The Senate Supplemental - A Case of Frivolous Spending, Says CAGW

6/5/2002

From: Sean Rushton or Mark Carpenter, 202-467-5300, both of Citizens Against Government Waste; Web: http://www.cagw.org

WASHINGTON, June 5 -- Citizens Against Government Waste (CAGW) criticized the Senate for moving forward on a supplemental bill that will decimate the President's attempts to protect the nation. "Instead of funding the President's full request for national defense and homeland security, the Senate bill includes dozens of low-priority items," said CAGW President Tom Schatz. "This bill ignores explicit instructions from President Bush to remain at $27 billion. Senators, particularly Majority Leader Tom Daschle (D-S.D.) and Appropriations Committee Chairman Robert Byrd (D-W.Va.), are irresponsibly squandering billions of dollars to protect hometown pork instead of the American people."

Schatz added, "It is clear that the Senate is not taking the war on terrorism seriously. Unlike World War II and the Korean War, when Congress actually cut non-defense discretionary spending by at least 20 percent, the Senate fattened the House appropriations bill from $27 billion to more than $31 billion. Where is the leadership in the Senate? These spendthrift politicians will end up saddling taxpayers with loads of new debt and taxation, while failing to make them safer from our enemies."

Based on the numbers in the Senate bill, it appears that the Senate is not actually $4 billion over the President's request, it is nearly $15 billion over the President's request. The bill replaces that money with unrelated and less important programs. In addition, the Senate bill requires President Bush to spend money on its earmarked projects before he can use the funds for defense. Schatz said, "the Senate is guilty of equating its pork with the funds needed for our fighting men and women on the front lines of the war on terrorism.
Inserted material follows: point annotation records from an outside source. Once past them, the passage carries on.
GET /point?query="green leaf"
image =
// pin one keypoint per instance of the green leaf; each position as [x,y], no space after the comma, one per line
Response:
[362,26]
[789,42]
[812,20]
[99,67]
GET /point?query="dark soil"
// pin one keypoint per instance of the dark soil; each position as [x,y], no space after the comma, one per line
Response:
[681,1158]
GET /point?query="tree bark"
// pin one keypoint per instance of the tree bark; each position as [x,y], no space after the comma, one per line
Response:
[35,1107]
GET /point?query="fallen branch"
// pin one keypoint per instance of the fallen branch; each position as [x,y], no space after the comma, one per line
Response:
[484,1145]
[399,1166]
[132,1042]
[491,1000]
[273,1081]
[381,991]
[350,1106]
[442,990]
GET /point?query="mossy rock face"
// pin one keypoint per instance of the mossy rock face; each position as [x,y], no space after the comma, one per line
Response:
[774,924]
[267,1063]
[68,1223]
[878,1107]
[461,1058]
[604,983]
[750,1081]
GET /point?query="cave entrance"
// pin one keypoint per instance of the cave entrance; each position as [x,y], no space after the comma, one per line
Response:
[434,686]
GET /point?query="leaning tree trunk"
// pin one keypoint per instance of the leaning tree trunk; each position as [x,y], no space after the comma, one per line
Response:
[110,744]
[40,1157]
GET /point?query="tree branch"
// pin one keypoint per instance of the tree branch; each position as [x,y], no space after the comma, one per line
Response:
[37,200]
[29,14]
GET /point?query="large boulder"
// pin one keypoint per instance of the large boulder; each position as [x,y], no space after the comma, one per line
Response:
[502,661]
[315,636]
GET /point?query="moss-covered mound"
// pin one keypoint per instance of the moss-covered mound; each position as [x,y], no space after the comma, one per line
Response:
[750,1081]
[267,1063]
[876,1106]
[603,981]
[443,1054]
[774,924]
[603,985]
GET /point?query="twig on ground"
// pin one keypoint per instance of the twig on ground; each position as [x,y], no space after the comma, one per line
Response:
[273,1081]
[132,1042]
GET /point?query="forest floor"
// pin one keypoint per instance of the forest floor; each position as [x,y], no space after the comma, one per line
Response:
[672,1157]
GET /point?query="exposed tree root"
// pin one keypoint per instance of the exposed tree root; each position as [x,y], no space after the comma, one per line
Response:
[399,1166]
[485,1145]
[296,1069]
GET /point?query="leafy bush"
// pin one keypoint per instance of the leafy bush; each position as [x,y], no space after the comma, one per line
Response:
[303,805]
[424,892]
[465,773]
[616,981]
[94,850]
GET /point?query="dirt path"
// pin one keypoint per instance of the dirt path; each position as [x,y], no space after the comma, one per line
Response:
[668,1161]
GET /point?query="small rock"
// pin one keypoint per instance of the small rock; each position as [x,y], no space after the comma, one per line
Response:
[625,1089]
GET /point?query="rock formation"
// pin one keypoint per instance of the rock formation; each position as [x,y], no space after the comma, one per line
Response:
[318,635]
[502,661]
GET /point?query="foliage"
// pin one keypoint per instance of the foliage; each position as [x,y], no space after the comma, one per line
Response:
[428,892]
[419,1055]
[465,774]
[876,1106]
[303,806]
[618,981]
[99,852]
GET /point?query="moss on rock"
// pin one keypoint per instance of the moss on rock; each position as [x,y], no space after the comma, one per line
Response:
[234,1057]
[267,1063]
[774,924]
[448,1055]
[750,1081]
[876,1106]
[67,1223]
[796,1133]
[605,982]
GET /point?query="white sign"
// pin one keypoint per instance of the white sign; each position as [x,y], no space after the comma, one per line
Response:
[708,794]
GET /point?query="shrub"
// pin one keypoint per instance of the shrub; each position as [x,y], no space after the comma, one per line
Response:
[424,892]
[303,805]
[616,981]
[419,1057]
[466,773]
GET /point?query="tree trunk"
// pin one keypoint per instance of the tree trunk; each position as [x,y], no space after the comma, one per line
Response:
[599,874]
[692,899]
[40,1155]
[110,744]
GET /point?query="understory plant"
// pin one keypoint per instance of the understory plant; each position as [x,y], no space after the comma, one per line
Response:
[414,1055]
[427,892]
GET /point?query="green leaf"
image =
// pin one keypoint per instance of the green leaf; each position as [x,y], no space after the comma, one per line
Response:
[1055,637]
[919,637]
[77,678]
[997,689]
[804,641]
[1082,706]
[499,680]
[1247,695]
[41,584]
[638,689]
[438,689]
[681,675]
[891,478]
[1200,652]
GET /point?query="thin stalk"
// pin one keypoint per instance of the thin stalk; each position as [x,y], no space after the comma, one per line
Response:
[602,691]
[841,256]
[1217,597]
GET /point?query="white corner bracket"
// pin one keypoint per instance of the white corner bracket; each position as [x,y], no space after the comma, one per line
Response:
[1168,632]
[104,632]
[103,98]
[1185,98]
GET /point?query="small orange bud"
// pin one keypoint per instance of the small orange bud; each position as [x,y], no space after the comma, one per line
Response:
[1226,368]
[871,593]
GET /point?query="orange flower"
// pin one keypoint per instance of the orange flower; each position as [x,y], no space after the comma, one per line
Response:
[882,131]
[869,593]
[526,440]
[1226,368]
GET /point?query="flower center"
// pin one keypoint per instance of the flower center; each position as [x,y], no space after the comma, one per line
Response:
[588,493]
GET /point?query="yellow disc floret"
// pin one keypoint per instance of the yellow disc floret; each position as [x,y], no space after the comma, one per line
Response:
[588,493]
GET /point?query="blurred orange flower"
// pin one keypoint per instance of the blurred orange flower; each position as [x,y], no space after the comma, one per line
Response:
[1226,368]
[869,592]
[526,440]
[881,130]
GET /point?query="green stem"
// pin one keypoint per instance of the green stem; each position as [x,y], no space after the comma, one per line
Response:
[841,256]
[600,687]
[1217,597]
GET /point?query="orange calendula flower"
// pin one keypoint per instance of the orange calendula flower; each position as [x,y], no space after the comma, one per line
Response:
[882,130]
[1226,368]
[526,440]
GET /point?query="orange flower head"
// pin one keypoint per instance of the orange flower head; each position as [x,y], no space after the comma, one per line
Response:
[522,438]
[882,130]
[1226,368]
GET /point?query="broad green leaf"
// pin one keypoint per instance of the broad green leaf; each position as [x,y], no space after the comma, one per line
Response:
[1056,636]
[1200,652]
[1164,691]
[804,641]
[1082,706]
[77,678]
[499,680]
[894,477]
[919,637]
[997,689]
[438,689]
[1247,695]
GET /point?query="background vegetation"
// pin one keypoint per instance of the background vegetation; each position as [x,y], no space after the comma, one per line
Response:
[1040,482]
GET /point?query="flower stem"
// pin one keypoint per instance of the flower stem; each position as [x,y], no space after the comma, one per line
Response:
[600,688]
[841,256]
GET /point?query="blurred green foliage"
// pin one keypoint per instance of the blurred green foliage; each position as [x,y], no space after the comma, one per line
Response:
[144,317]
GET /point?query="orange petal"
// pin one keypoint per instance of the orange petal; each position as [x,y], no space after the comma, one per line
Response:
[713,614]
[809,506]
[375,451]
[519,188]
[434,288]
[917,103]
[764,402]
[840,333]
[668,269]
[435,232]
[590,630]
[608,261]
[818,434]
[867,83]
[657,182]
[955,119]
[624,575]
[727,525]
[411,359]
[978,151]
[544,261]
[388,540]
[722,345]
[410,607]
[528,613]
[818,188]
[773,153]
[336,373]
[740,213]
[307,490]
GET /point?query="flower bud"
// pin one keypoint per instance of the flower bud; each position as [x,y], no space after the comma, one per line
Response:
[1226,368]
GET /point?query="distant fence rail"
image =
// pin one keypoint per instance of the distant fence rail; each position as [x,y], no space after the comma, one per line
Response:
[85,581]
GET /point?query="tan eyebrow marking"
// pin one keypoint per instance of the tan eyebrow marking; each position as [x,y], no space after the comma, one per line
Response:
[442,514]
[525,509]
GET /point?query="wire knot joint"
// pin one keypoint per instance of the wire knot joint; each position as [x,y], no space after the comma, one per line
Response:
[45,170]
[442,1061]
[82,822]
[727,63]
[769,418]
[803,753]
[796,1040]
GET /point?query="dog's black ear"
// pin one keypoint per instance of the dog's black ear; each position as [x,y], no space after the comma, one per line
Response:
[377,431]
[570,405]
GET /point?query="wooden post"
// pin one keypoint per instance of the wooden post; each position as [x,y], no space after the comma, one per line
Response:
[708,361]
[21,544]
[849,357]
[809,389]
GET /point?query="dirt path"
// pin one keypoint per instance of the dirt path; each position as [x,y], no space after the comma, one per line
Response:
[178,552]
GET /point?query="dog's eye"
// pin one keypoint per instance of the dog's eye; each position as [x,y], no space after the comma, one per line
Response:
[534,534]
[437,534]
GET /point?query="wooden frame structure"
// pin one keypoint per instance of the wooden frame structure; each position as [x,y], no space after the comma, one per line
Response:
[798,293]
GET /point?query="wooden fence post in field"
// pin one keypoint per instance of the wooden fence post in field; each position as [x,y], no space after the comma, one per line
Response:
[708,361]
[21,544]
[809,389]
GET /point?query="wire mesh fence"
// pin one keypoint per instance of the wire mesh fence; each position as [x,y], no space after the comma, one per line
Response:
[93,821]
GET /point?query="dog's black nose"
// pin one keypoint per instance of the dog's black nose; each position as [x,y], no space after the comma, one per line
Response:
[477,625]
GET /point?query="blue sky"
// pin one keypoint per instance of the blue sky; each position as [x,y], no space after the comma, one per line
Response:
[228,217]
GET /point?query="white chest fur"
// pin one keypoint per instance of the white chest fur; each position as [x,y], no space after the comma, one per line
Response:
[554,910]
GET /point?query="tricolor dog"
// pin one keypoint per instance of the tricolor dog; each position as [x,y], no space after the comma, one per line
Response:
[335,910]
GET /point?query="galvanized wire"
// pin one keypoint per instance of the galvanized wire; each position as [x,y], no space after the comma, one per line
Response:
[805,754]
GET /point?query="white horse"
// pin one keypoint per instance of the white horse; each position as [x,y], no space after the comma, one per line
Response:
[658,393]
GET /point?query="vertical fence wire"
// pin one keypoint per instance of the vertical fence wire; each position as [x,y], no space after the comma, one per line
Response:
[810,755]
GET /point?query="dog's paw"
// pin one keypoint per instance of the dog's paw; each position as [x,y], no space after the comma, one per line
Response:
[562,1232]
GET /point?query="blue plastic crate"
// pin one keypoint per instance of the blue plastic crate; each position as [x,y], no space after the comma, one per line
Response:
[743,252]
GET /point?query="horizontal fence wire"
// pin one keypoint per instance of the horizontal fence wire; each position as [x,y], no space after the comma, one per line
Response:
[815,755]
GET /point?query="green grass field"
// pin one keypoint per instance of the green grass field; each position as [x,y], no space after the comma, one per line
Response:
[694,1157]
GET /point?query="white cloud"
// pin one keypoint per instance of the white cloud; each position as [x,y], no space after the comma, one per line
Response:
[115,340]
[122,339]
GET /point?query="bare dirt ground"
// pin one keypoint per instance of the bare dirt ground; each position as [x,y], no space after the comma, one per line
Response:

This is one of the most dangerous examples of wasteful spending in many years."

These are just a few of the items the Senate is forcing on the President at the expense of defense and homeland security:

-- $16 million for New England fisheries; -- $10 million for Agricultural Research Service projects, including $4.5 million for animal pathogens and $500,000 each for plant pathogens and Newcastle disease; -- 5 million to drill five wells in Santa Fe, New Mexico; -- $5 million to subsidize farmers' markets and roadside produce stands in 31 states; -- $4 for the Columbia Hospital for Women Medical Center in Washington, DC (which closed in May, 2002) to support community outreach programs for women; -- $2.5 million to conduct coral reef mapping in Hawaii; and -- $2 million for the Smithsonian's National Worm Collection;

"These projects are obviously not vital to protect the nation, and are not appropriate for an emergency defense bill," Schatz said. "Once again, special interests will be coddled, taxpayers will be left to foot the bill, and national security will remain at risk. Every American should be grateful that the Office of Management and Budget has stated that President Bush's senior advisors will recommend that he veto this bill if it remains in its current form."

Citizens Against Government Waste is the nation's largest nonpartisan, nonprofit organization dedicated to eliminating waste, fraud, abuse, and mismanagement in government.